Artikel 3 Normen voor permanente luchtwaardigheid

1.

De permanente luchtwaardigheid van vliegtuigen en componenten wordt gewaarborgd in overeenstemming met de bepalingen van bijlage I.

2.

De organisaties en personen die betrokken zijn bij de permanente luchtwaardigheid van luchtvaartuigen en componenten, met inbegrip van het onderhoud daarvan, voldoen aan de bepalingen van bijlage I en in voorkomende gevallen met die van de artikelen 4 en 5.

3.

In afwijking van lid 1, wordt de permanente luchtwaardigheid van luchtvaartuigen welke over een vliegvergunning beschikken, verzekerd aan de hand van de specifieke regels ter waarborging van de permanente luchtwaardigheid die zijn vastgesteld in de overeenkomstig de bijlage (deel 21) bij Verordening (EG) nr. 1702/2003 van de Commissie afgegeven vliegvergunning.

4.

Elk certificaat van herbeoordeling van de luchtwaardigheid of een gelijkwaardig document afgegeven in overeenstemming met de nationale voorschriften en geldig op 28 september 2008 voor luchtvaartuigen die niet in het commerciële luchttransport worden gebruikt, is geldig tot de vervaldatum of tot 28 september 2009 indien dit eerder is. Nadat de geldigheidstermijn is verstreken, kan de bevoegde autoriteit het certificaat van herbeoordeling van de luchtwaardigheid of een gelijkwaardig document opnieuw afgeven voor één jaar dan wel eenmalig verlengen met één jaar indien de nationale voorschriften zulks toestaan. Nadat ook die termijn is verstreken kan de bevoegde autoriteit het certificaat van herbeoordeling van de luchtwaardigheid of een gelijkwaardig document opnieuw afgeven voor één jaar dan wel eenmalig verlengen met één jaar indien de nationale voorschriften zulks toestaan. Daarna is het opnieuw afgeven of verlengen van dit certificaat of een gelijkwaardig document niet meer toegestaan. Indien op grond van deze bepalingen de registratie van luchtvaartuigen binnen de Europese Unie wordt overgedragen, wordt een nieuw certificaat van herbeoordeling van de luchtwaardigheid afgegeven overeenkomstig punt M.A. 904.

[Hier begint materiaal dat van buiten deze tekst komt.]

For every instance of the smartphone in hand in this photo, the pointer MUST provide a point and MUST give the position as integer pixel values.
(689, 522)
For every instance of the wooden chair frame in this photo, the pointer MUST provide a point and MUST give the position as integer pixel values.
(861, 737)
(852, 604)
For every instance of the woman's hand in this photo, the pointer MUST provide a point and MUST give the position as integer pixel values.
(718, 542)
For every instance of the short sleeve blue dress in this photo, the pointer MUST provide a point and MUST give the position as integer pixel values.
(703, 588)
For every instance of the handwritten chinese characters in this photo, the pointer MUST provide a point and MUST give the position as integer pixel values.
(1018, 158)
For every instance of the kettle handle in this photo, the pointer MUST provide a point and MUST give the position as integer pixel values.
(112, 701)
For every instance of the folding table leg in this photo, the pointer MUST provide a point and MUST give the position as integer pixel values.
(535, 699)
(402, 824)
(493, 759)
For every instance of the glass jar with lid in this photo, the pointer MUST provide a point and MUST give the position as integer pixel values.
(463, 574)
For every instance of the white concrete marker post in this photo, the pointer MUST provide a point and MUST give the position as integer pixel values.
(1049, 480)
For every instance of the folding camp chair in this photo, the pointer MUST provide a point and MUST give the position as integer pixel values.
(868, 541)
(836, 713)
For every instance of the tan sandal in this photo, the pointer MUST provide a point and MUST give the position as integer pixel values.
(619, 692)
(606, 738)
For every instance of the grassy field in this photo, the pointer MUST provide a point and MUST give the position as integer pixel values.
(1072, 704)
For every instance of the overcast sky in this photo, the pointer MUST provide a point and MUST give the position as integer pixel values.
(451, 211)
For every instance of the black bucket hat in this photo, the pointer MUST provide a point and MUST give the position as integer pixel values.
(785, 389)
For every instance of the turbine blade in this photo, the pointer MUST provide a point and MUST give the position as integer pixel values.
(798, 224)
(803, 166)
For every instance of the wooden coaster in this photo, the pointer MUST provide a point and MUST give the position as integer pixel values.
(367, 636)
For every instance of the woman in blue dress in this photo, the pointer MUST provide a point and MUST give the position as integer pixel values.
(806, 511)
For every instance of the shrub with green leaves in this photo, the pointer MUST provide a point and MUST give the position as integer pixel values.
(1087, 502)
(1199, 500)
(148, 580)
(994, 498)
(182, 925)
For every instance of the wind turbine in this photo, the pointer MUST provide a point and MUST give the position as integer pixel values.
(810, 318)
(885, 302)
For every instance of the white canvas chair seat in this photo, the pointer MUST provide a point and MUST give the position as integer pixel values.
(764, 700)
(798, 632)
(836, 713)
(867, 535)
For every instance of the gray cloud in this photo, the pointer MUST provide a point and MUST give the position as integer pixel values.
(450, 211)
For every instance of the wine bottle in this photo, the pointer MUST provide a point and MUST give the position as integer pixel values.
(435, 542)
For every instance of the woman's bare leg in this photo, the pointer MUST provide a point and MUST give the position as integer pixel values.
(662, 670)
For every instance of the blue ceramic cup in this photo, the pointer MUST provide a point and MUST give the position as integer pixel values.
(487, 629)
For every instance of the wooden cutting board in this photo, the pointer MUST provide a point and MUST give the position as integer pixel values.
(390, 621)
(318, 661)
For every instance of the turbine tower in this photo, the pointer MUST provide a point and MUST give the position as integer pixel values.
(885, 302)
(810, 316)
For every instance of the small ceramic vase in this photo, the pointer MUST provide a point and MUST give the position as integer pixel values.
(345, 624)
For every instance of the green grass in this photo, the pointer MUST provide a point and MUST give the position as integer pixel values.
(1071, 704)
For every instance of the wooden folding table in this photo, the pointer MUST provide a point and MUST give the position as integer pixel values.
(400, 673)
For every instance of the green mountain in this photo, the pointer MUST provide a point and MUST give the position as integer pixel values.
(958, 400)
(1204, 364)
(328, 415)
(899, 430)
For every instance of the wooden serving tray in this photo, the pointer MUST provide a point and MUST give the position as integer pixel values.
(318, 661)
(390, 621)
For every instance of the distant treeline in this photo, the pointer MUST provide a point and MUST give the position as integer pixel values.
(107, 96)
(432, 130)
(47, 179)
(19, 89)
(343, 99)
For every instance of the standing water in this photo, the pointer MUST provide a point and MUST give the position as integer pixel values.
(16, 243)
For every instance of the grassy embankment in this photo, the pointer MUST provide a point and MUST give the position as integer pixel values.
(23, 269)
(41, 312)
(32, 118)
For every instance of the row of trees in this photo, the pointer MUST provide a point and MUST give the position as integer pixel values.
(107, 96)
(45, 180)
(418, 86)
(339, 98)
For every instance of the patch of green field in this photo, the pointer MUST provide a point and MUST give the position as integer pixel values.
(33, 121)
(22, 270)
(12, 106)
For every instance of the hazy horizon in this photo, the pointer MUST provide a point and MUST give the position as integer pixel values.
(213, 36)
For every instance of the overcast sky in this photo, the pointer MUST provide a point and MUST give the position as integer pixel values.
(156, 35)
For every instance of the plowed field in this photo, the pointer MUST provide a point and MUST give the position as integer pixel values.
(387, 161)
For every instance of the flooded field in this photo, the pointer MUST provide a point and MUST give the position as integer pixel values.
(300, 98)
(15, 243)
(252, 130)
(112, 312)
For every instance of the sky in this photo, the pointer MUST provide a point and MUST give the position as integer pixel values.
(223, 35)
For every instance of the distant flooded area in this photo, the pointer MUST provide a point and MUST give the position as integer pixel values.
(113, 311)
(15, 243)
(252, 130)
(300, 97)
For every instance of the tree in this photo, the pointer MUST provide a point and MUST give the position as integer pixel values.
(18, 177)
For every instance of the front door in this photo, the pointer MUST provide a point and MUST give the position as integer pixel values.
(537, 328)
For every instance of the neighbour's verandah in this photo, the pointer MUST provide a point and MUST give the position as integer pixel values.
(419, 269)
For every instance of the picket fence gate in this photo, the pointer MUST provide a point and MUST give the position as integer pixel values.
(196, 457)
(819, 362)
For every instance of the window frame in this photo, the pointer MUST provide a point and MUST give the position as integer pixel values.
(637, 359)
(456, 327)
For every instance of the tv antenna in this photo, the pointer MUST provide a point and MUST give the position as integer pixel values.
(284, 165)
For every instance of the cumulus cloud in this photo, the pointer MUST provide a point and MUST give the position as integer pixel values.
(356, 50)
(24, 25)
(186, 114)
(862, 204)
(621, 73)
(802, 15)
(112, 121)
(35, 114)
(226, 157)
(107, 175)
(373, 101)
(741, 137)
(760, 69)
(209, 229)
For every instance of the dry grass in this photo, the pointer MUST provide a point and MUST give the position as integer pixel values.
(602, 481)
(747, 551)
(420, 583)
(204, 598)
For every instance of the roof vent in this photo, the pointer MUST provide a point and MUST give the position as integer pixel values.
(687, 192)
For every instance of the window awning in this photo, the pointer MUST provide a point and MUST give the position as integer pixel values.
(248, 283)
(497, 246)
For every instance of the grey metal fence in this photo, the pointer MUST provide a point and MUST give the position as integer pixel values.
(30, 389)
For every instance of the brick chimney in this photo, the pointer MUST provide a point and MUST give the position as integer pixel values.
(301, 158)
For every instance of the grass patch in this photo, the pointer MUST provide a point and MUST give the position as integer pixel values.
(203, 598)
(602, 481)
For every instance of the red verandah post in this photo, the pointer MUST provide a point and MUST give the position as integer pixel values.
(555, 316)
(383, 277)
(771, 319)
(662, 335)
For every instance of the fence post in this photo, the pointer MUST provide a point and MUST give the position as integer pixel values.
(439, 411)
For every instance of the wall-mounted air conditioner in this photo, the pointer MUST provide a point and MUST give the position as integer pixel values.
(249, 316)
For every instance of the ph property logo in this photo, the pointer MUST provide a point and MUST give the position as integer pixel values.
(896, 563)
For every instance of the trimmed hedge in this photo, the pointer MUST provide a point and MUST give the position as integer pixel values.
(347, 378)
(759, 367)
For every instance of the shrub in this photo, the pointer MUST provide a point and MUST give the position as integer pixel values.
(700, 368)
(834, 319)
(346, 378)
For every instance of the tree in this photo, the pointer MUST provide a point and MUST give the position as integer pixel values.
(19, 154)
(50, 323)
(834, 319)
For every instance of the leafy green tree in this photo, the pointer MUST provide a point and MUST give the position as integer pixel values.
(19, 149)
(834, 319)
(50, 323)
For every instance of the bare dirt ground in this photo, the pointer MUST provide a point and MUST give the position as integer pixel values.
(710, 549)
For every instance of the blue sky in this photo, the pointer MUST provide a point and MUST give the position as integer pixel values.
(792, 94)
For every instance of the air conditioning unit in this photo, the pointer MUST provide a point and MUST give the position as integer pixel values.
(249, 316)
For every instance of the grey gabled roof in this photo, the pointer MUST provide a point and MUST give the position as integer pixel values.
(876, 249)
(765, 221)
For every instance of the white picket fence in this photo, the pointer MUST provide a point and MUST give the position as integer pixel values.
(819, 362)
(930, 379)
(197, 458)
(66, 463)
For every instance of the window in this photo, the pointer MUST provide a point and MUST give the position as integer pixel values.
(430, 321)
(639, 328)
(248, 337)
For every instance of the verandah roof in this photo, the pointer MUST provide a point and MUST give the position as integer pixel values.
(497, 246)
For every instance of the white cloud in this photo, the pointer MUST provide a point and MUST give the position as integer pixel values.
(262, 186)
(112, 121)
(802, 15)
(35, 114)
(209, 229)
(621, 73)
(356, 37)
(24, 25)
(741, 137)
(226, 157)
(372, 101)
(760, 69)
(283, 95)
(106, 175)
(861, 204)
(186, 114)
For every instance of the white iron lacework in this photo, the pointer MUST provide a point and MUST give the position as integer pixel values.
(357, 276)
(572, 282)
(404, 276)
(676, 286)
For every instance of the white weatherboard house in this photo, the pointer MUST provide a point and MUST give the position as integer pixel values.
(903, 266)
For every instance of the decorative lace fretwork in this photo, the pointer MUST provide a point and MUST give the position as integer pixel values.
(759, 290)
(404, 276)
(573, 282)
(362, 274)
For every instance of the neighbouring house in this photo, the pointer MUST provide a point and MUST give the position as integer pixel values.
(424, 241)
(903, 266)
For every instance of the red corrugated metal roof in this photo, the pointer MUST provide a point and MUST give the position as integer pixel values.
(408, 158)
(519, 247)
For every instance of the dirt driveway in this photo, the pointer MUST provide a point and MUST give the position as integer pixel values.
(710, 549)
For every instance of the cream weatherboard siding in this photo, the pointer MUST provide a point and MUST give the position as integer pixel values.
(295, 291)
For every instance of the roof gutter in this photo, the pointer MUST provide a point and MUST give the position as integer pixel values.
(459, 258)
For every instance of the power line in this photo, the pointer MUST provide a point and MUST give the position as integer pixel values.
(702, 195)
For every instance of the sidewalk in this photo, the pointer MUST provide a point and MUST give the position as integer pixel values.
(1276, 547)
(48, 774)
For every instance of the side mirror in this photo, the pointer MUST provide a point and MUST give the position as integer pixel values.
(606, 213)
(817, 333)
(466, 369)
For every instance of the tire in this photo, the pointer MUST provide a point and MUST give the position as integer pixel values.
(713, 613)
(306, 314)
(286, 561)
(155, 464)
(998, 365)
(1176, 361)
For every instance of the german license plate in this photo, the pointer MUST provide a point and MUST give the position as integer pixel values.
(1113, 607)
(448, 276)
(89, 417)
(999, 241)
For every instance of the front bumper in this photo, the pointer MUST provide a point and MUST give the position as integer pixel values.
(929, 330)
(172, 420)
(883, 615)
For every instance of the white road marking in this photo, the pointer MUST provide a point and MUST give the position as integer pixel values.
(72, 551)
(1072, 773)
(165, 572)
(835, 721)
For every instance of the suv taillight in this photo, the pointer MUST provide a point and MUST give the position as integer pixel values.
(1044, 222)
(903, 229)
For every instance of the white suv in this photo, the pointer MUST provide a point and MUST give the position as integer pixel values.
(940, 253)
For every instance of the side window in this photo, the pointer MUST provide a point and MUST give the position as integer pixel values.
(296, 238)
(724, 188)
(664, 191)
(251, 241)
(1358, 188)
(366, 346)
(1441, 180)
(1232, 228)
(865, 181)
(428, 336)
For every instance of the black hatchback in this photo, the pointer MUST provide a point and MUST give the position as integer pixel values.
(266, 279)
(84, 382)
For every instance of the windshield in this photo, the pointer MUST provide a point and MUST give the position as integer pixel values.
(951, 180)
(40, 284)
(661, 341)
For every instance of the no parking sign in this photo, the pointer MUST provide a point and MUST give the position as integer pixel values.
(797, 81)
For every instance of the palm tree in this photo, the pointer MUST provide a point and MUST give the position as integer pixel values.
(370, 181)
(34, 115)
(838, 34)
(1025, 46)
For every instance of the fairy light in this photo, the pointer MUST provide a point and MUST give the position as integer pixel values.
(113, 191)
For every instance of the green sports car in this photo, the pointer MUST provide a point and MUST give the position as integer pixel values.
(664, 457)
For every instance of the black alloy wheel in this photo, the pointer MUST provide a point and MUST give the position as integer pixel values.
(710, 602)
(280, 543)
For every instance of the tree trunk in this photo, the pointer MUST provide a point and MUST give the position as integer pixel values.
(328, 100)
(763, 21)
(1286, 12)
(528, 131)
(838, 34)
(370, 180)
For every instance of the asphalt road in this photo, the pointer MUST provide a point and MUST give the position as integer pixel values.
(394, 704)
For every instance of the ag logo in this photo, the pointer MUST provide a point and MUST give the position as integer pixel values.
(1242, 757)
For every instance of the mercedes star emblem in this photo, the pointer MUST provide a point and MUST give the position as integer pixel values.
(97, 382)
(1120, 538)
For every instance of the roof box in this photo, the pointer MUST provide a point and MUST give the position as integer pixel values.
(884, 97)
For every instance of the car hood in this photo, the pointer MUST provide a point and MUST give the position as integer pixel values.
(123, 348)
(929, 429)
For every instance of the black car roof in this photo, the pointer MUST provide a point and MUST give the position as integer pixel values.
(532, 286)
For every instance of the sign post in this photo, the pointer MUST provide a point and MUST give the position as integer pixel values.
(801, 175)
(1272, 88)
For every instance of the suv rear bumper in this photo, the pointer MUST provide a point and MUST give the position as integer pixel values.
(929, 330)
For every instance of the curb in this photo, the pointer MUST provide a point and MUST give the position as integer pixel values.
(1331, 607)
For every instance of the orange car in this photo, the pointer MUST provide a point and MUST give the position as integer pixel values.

Artikel 4 Goedkeuring als onderhoudsorganisatie

1.

Organisaties die betrokken zijn bij het onderhoud van grote luchtvaartuigen of van voor commercieel luchttransport gebruikte luchtvaartuigen en eventuele te monteren componenten, worden in overeenstemming met de bepalingen van bijlage II goedgekeurd.

2.

Door een lidstaat afgegeven of erkende goedkeuringen voor onderhoud die in overeenstemming zijn met de JAA-voorschriften en -procedures en geldig zijn vóór de inwerkingtreding van deze verordening, worden beschouwd als zijnde afgegeven in overeenstemming met deze verordening. Hiertoe, en in afwijking van de bepalingen van 145.B.50(a)2 krachtens bijlage II kunnen niveau 2-bevindingen in verband met de verschillen tussen JAR 145 en bijlage II binnen één jaar worden behandeld. Bewijzen van vrijgave voor gebruik en certificaten van geschiktheid voor gebruik die door een in overeenstemming met de JAA-voorschriften erkende organisatie zijn afgegeven gedurende dat jaar worden beschouwd als zijnde afgegeven uit hoofde van onderhavige verordening.

3.

De personen die bevoegd zijn om non-destructieve materiaalinspecties van vliegtuigstructuren en/of -componenten uit te voeren respectievelijk te controleren in het licht van de permanente luchtwaardigheid, op basis van een door de lidstaat vóór de inwerkingtreding van voorliggende verordening erkende norm, en die beschikken over een equivalente kwalificatie, mogen dergelijke inspecties blijven uitvoeren respectievelijk controleren.

4.

Bewijzen van vrijgave voor gebruik en certificaten van geschiktheid voor gebruik die vóór de inwerkingtreding van deze verordening zijn afgegeven door een overeenkomstig de nationale voorschriften erkende onderhoudsorganisatie worden gelijkwaardig geacht aan de vereiste certificaten in het kader van de punten M.A.801 en M.A.802 van bijlage I (deel M), naargelang van het geval.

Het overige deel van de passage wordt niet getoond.